Inkcoder said:
I'm in 10th grade, I was just doing my homework when this dawned on me:
How would one find Sine, Cosine and Tangent without a calculator. So if I am stuck in the desert with a stick I could find the Cosine of 73º by stick and sand method.
Regards,
Austin
You can start by finding the values for the fundamental angles (0º, 30º, 45º, 60º, and 90º). Do you have the "angle-addition" formulas? That will get you to all the multiples of 15º. You can get the "double-angle" formulas from the "angle-addition" formulas (or infer what the "addition" formulas ought to be if you only remember the "double-angle" formulas). You can get to the "half-angle" formulas from those, which should get you to multiples of 7.5º.
These will all give you "mathematically exact" results, which means here numbers with radicals in them. Are you wanting approximate decimal values? That'll take some time, extracting the square roots...

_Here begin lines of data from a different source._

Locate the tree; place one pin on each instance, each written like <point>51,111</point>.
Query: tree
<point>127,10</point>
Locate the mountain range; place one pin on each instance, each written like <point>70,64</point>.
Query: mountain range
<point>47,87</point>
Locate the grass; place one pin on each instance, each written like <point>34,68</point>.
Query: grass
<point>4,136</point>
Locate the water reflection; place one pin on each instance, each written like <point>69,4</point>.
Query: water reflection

If you use enough geometry, you can probably fill in some more values by looking at regular polygons, working out horizontal and vertical distances of the vertices and relating them to the angles in the polygons. (I'm assuming you're stranded for a while and are getting really bored...)
To get cos 73º is probably going to require some sort of approximation approach. With enough values filled in, you can probably look at how the trig. functions behave and work out formulas for estimating intermediate values. (When you get to things like Taylor series in calculus, you can get more broadly applicable formulas.)
This is an issue of some interest, because the earliest tables of trigonometric values were worked out entirely without calculation devices and they predate calculus. It's always good to know something about how you can calculate, or at least estimate, values of functions and answers to problems without resorting to calculators or software. (Sometimes it's the only way you have of judging if the result from a calculation or computer program is credible...)